Le premier plaisir de ce Joli Mai est d'abord lié à la curiosité d'un voyage dans le temps. Comment vivaient les Parisiens en 1962 ? À quoi pensaient-ils ? Quelles étaient leurs rêves ? Ce côté "radiographie sociale" à un instant T, ouverte à la diversité des populations, est très intéressant sur le plan sociologique. Marker et son équipe captent l'essence d'une période charnière, encore marquée par une économie de la rareté, de la privation, issue de la guerre, mais aussi tournée vers un horizon de prospérité et de consommation. Une période où le progrès social va plus vite que les rêves individuels, comme l'explique un "ingénieur-conseil". Entre tradition et modernité, conservatisme et progressisme, il est question de l'urbanisme francilien, des conditions de travail, de la famille, de la place de la femme (on est surpris de ne pas sentir les prémices du féminisme au fil des rencontres).

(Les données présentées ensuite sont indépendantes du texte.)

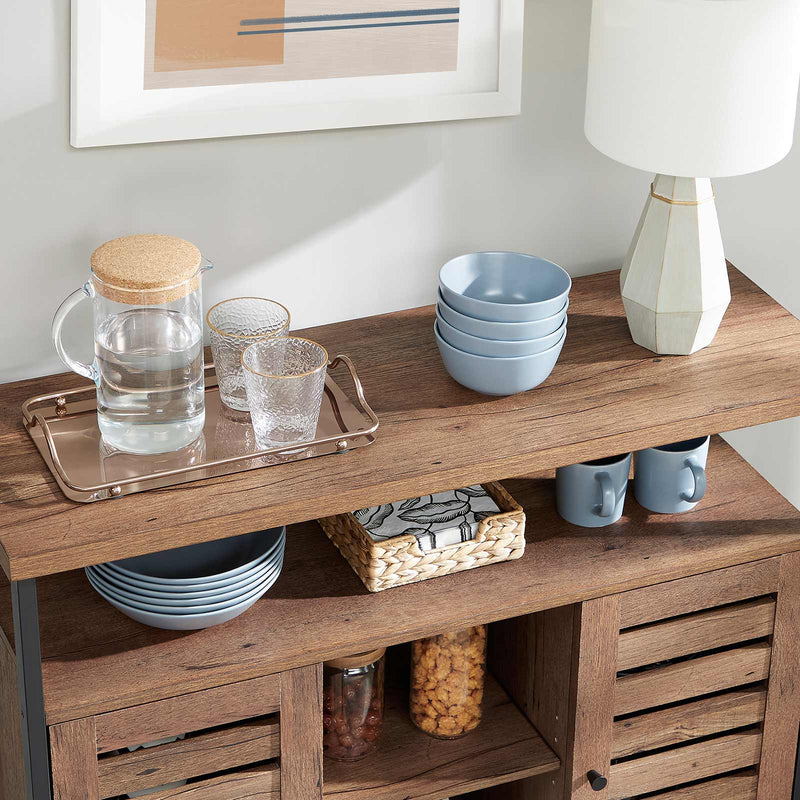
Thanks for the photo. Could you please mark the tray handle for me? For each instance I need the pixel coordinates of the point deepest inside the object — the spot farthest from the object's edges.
(357, 385)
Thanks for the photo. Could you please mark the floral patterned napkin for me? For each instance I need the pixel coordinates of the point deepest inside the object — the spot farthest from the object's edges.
(437, 520)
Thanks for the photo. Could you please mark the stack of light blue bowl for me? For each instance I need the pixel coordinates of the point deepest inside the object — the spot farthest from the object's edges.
(501, 320)
(193, 587)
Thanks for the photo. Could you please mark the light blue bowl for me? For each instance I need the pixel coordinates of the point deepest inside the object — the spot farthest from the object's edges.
(498, 376)
(206, 563)
(495, 348)
(502, 331)
(504, 287)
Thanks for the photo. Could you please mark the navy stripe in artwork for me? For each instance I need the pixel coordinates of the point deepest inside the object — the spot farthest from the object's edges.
(350, 27)
(423, 12)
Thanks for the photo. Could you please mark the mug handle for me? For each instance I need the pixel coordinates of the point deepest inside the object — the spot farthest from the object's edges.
(609, 495)
(699, 474)
(86, 370)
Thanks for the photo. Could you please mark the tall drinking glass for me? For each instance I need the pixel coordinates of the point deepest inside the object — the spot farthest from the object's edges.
(285, 379)
(235, 324)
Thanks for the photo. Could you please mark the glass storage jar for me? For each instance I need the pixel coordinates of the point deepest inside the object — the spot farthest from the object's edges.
(353, 705)
(447, 679)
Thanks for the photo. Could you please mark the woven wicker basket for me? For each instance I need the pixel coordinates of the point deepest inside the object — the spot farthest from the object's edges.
(398, 561)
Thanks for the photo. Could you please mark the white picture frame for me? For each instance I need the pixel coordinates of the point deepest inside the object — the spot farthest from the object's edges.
(110, 106)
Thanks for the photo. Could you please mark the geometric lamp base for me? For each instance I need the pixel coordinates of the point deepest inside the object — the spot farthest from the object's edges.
(674, 281)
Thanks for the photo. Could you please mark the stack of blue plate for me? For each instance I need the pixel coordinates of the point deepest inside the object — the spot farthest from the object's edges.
(193, 587)
(501, 320)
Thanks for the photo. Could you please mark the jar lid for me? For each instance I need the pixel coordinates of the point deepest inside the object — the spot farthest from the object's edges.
(357, 660)
(144, 263)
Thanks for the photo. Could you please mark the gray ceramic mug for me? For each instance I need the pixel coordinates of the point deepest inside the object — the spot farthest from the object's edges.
(592, 494)
(672, 478)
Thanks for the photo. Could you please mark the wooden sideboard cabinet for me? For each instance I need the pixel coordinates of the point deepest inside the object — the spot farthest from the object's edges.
(693, 683)
(654, 659)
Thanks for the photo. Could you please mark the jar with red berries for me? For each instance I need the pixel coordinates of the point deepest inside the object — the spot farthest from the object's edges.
(353, 705)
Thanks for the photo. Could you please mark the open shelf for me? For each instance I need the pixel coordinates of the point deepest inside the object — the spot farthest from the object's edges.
(97, 660)
(606, 395)
(410, 765)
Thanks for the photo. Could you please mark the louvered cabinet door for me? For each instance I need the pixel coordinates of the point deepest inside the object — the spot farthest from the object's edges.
(690, 689)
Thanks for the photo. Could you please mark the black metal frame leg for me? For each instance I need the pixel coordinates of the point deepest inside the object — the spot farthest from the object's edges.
(35, 748)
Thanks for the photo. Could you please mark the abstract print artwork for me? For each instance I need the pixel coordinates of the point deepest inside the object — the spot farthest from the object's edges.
(162, 70)
(207, 42)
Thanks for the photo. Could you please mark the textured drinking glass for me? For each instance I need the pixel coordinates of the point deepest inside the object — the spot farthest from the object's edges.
(234, 325)
(285, 379)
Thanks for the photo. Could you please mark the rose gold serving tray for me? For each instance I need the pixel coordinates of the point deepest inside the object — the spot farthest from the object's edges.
(64, 429)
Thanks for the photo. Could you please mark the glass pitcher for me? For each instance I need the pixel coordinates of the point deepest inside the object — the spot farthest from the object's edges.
(148, 342)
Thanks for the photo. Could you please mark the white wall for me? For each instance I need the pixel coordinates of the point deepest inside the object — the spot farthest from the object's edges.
(340, 224)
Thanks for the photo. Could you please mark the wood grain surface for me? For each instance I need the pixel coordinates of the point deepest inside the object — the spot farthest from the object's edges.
(188, 712)
(782, 719)
(253, 783)
(12, 777)
(740, 786)
(301, 733)
(319, 609)
(409, 765)
(692, 678)
(73, 761)
(605, 396)
(684, 764)
(205, 754)
(698, 592)
(694, 720)
(594, 669)
(695, 633)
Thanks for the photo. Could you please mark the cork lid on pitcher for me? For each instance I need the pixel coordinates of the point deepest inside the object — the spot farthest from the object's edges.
(146, 269)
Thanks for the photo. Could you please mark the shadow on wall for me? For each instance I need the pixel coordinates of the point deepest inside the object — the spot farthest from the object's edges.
(245, 200)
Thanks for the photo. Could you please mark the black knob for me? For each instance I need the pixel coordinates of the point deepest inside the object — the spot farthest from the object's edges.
(597, 781)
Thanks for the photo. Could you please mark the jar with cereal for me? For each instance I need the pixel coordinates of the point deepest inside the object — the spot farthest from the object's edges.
(447, 678)
(353, 705)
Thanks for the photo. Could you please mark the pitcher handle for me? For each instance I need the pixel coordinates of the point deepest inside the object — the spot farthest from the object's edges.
(87, 370)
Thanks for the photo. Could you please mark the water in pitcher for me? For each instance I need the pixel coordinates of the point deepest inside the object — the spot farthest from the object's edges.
(150, 397)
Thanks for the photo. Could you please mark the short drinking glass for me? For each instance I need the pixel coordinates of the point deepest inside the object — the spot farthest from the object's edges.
(234, 324)
(285, 379)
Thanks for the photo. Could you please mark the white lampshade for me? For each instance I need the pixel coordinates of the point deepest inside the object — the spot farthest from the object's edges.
(694, 87)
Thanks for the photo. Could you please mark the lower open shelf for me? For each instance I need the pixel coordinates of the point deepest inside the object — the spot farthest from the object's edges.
(410, 765)
(96, 660)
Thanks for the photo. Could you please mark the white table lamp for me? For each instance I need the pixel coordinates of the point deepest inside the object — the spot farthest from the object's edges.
(688, 89)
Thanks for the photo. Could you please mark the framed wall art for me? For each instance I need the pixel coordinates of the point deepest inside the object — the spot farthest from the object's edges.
(159, 70)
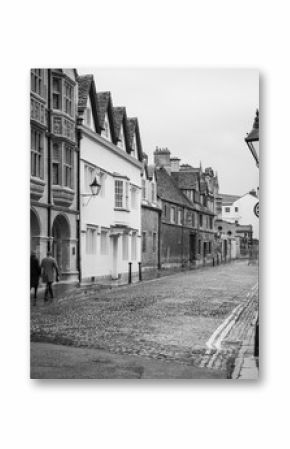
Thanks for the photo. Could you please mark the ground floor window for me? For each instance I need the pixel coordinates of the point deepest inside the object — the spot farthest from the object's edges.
(154, 242)
(91, 240)
(144, 242)
(134, 246)
(125, 246)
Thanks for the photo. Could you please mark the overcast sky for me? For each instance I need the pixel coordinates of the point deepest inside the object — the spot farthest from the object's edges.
(198, 114)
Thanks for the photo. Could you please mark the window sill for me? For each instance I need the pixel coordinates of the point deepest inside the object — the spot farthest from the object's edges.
(121, 209)
(37, 180)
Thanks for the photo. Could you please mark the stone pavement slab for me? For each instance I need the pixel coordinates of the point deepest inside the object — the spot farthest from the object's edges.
(49, 361)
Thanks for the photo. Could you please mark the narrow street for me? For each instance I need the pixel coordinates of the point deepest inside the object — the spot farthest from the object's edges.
(187, 325)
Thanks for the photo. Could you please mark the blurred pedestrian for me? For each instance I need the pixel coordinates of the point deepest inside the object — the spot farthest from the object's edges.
(34, 274)
(48, 267)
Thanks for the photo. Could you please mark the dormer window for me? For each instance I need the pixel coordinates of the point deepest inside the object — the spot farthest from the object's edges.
(106, 133)
(121, 143)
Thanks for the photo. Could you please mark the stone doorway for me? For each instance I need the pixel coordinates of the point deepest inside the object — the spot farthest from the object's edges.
(35, 231)
(61, 243)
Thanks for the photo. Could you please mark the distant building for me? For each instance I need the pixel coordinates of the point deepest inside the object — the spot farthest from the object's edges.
(150, 217)
(242, 210)
(110, 157)
(187, 221)
(54, 196)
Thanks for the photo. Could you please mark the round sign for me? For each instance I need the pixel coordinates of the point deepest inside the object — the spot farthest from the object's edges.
(256, 209)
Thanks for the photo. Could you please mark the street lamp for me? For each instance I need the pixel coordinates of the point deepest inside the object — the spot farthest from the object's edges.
(95, 187)
(252, 139)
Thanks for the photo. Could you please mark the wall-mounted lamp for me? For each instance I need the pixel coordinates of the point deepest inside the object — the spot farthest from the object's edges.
(95, 187)
(252, 139)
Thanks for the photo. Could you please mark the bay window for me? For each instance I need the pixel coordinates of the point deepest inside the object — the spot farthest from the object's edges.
(56, 93)
(62, 164)
(68, 164)
(68, 98)
(37, 81)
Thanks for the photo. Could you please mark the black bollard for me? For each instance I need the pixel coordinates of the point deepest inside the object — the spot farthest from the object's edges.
(130, 273)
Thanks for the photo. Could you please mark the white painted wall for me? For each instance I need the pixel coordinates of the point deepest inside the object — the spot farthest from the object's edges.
(245, 214)
(99, 211)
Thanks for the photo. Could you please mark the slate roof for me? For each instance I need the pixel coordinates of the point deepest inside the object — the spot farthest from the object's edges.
(119, 112)
(228, 198)
(103, 100)
(151, 170)
(167, 189)
(84, 83)
(186, 179)
(132, 123)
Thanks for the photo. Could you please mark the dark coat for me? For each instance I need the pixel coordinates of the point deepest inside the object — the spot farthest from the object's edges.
(48, 266)
(34, 271)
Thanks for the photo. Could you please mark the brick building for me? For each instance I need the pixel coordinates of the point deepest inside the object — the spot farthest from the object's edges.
(150, 217)
(194, 224)
(54, 195)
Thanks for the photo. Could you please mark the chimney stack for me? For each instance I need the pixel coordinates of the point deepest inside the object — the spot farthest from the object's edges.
(162, 158)
(174, 162)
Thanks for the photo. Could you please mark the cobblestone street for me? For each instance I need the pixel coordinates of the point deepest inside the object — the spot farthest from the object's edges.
(172, 319)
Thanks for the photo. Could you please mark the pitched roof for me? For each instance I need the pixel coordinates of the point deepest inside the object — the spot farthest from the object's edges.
(119, 112)
(151, 170)
(228, 198)
(103, 100)
(84, 83)
(186, 179)
(167, 189)
(132, 122)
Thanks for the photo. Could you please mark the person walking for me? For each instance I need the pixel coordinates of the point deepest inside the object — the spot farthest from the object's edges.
(34, 274)
(48, 266)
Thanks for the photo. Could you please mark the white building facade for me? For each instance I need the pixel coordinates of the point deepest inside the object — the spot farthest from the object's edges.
(110, 155)
(244, 211)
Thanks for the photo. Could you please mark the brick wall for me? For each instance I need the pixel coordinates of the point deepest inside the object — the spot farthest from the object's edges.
(149, 228)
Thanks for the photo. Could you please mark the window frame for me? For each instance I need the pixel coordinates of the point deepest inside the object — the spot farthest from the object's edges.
(36, 153)
(93, 249)
(124, 195)
(172, 214)
(37, 81)
(68, 166)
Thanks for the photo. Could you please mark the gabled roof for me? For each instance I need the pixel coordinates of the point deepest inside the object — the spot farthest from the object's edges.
(186, 179)
(167, 189)
(151, 171)
(228, 198)
(86, 90)
(119, 115)
(84, 83)
(103, 102)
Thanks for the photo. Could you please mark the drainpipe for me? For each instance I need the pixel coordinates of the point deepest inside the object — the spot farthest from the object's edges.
(159, 241)
(79, 136)
(182, 223)
(49, 162)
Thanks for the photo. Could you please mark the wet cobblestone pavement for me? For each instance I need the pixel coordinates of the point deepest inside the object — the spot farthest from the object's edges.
(170, 319)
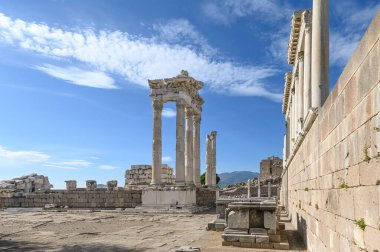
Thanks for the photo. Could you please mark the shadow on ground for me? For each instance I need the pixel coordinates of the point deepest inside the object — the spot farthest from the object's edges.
(12, 245)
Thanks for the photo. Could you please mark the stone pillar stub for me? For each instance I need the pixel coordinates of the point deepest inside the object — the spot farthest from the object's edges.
(157, 142)
(307, 65)
(189, 180)
(196, 149)
(180, 144)
(320, 53)
(300, 90)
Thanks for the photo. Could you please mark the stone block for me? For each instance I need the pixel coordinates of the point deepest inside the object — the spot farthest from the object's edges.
(238, 219)
(230, 237)
(226, 243)
(274, 238)
(262, 239)
(236, 231)
(270, 220)
(246, 244)
(258, 231)
(236, 244)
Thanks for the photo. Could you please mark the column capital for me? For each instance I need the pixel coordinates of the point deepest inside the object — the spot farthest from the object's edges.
(189, 112)
(301, 56)
(157, 105)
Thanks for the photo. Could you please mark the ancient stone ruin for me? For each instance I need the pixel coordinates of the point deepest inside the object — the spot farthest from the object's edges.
(141, 175)
(25, 184)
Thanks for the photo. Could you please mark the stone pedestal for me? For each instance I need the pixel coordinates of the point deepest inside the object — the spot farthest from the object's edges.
(91, 185)
(168, 199)
(71, 185)
(111, 185)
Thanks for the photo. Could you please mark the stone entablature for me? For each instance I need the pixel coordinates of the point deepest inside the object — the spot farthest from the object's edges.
(142, 175)
(331, 179)
(270, 167)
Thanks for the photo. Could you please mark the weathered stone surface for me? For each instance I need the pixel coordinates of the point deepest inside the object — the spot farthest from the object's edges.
(270, 220)
(238, 219)
(262, 239)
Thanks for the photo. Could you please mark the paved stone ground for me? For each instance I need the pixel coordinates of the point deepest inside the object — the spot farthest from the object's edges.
(107, 231)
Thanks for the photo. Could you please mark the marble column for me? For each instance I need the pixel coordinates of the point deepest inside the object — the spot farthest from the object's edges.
(197, 149)
(320, 53)
(213, 158)
(300, 117)
(208, 179)
(296, 108)
(258, 188)
(180, 145)
(249, 188)
(157, 142)
(307, 65)
(189, 180)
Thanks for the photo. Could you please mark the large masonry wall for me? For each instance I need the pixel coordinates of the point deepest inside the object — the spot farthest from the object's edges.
(334, 178)
(80, 198)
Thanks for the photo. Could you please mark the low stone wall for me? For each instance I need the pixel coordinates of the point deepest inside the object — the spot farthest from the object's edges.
(205, 197)
(79, 198)
(331, 187)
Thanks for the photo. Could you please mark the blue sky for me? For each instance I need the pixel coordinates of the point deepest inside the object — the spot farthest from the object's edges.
(74, 97)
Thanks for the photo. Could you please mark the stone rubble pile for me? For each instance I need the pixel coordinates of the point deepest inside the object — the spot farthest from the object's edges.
(26, 184)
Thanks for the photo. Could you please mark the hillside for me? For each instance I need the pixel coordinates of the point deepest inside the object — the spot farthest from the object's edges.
(231, 178)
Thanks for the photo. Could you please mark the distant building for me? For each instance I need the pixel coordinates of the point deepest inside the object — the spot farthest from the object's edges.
(270, 167)
(142, 175)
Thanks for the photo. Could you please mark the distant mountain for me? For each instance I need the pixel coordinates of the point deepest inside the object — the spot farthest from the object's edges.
(231, 178)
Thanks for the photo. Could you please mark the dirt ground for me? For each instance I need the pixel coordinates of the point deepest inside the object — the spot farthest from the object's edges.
(109, 231)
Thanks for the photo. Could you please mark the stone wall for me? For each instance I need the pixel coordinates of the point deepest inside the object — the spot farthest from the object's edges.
(205, 197)
(80, 198)
(270, 167)
(331, 187)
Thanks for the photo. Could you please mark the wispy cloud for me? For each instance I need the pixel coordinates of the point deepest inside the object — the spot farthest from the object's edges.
(168, 112)
(78, 76)
(65, 167)
(181, 31)
(227, 11)
(107, 167)
(23, 155)
(134, 58)
(166, 159)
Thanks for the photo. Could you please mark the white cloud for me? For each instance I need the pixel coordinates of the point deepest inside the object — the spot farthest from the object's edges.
(183, 32)
(168, 112)
(65, 167)
(79, 77)
(23, 156)
(107, 167)
(227, 11)
(166, 159)
(136, 59)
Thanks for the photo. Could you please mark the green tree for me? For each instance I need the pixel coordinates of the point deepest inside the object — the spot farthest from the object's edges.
(203, 178)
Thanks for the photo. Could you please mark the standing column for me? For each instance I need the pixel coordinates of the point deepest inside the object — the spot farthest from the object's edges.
(180, 145)
(249, 188)
(189, 147)
(196, 149)
(320, 53)
(300, 91)
(258, 188)
(296, 102)
(157, 143)
(213, 158)
(208, 179)
(307, 65)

On note également une opposition marquée entre l'engagement social, la solidarité (superbe témoignage du prêtre ouvrier devenu syndicaliste), et une tendance plutôt égoïste, insouciante, d'une certaine jeunesse. Structuré en deux parties ("La prière sur la tour Eiffel" et "Le retour de Fantômas"), le documentaire passe d'un tableau quotidien assez général à une réflexion plus existentielle (l'étonnant témoignage de la costumière qui vit recluse chez elle avec ses chats) ou plus politique (l'évocation tabou de la guerre d'Algérie, juste après les accords d'Évian ; la place des émigrés dans la société française...). L'engagement de Chris Marker, à gauche, se devine sans peine, mais reste discret. Dans ce patchwork de portraits et d'interviews, il y a bien sûr des moments inégaux. Quelques longueurs aussi. Mais globalement, l'entreprise est vraiment réussie. Intelligente, sensible. Avec un bon mix d'amour de la ville et d'ironie critique, de choses anecdotiques et d'autres plus profondes. Il jaillit de tout cela une forme d'ontologie parisienne, avec son hyperactivité, sa multitude hétéroclite, sa râlerie congénitale, entre légèreté gouailleuse et inquiétude sourde... On apprécie la qualité des textes ; on est surpris par la qualité d'expression orale de la plupart des intervenants. Et puis on goûte aussi la belle balade dans Paris, graphique et poétique, grâce à la photo en noir et blanc du chef op' et coréalisateur Pierre Lhomme.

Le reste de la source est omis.